In a patient presenting with presumably new-onset, symptomatic AF, urgent electrical cardioversion is not mandatory when hemodynamic impairment (i.e., myocardial ischemia, heart failure, symptomatic arterial hypotension, or cardiogenic shock) is not present [1]. In the presence, however, of disabling symptoms, that is, class III of the European Heart Rhythm Association (EHRA) classification (Table 8.2), pharmacological control of the rate of ventricular response of AF is advised [1].

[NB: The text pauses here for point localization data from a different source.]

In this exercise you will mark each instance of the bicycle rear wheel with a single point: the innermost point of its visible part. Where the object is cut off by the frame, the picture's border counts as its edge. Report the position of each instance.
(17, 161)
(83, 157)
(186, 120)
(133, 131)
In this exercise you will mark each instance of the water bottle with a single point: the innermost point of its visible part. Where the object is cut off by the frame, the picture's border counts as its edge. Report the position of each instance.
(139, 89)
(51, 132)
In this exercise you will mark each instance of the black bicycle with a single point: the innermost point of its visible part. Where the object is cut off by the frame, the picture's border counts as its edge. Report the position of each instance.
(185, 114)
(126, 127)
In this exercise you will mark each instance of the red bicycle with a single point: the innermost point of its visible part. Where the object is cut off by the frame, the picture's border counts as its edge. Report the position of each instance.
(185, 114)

Immediately next, decision is to be taken regarding the indication for oral anticoagulation (OAC). In this regard, stratification of the risk of stroke associated with AF needs to be carried out, preferably by using the validated CHA₂DS₂-VASc score [1] (Table 8.3). According to available evidence and current guidelines, for a CHA₂DS₂-VASc score ≥ 2, OAC is indicated unless a prohibitive risk of bleeding is present [1]. AF pattern, that is, paroxysmal, persistent, long-standing persistent, and permanent (Fig. 8.5), should not impact on the decision to prescribe OAC, given the reported comparable risk of stroke of the different types of AF [1]. To properly manage OAC during follow-up, stratification of the risk of bleeding associated with OAC should be performed [1]. Among the several scores which have been proposed, the HAS-BLED score has been shown to be the most predictive of major bleeding complications while also being very much user-friendly (Table 8.4) [1]. The presence of a high risk of major bleeding, as identified by a HAS-BLED score ≥ 3, however, should not lead per se to withhold OAC while mandating instead attention and careful management of the correctable factors associated with increased risk of bleeding as well as careful and close patient monitoring during follow-up [2].

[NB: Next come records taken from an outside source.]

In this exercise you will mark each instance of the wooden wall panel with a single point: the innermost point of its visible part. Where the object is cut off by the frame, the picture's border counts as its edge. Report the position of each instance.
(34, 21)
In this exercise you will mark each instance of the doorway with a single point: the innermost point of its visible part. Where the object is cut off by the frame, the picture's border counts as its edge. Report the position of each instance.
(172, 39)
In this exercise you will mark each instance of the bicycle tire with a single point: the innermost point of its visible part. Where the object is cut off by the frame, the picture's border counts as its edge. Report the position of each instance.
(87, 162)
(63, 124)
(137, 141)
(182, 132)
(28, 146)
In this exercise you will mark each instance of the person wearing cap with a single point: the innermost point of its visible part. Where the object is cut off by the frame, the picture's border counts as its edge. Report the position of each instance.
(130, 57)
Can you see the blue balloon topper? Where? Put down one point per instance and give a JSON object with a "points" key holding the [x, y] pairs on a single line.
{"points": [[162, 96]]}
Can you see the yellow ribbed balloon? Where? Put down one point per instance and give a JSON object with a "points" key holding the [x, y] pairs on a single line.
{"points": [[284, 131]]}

While continuation of antiplatelet therapy with aspirin only might be considered in a patient with new-onset AF and remote (i.e., > 1 year) implantation of either bare-metal (BMS) or drug-eluting (DES) coronary stent when the CHA₂DS₂-VASc score is 1 (i.e., male patient with vascular disease as the only risk factor for stroke), in the remaining categories of stroke risk, that is, CHA₂DS₂-VASc score ≥ 2 (likely also including female patient with vascular disease as the only risk factor for stroke), the question is whether or not aspirin should be continued together with OAC. In accordance with available evidence and current guidelines, OAC monotherapy should be prescribed to patients with stable coronary artery disease (defined as ≥ 1 year without recurrent events after an acute coronary syndrome and/or PCI and/or coronary bypass graft surgery) developing AF (Table 8.5) [1, 3, 4]. Combining aspirin to OAC (with vitamin K antagonists (VKAs)) in this context, in fact, appears not to bring additional benefit compared to OAC alone with respect to the prevention of stroke and recurrent cardiac events [5]. On the contrary, the risk of bleeding associated with the combination of OAC (with VKAs) and aspirin is substantially increased in comparison to monotherapy with either of the two drugs [5, 6]. Therefore, routine combination of OAC and aspirin in patient with stable coronary artery disease developing AF is discouraged while possibly being considered only in selected cases at low bleeding risk in whom stent thrombosis and/or recurrent cardiac event may have catastrophic consequences (such as previous stenting of the left main or last remaining vessel or recurrent cardiac events, especially in patients with diabetes) (Table 8.5) [1, 3, 4]. The type of stent, that is, BMS or (new-generation) DES (Table 8.1), previously implanted, should generally not to impact on the choice to combine or not aspirin and OAC because the incidence of very late (i.e., > 12 months after implantation) stent thrombosis (Table 8.6) appears limited (i.e., in the range of approximately 0.5 % per year) and comparable with the two types of stent [7].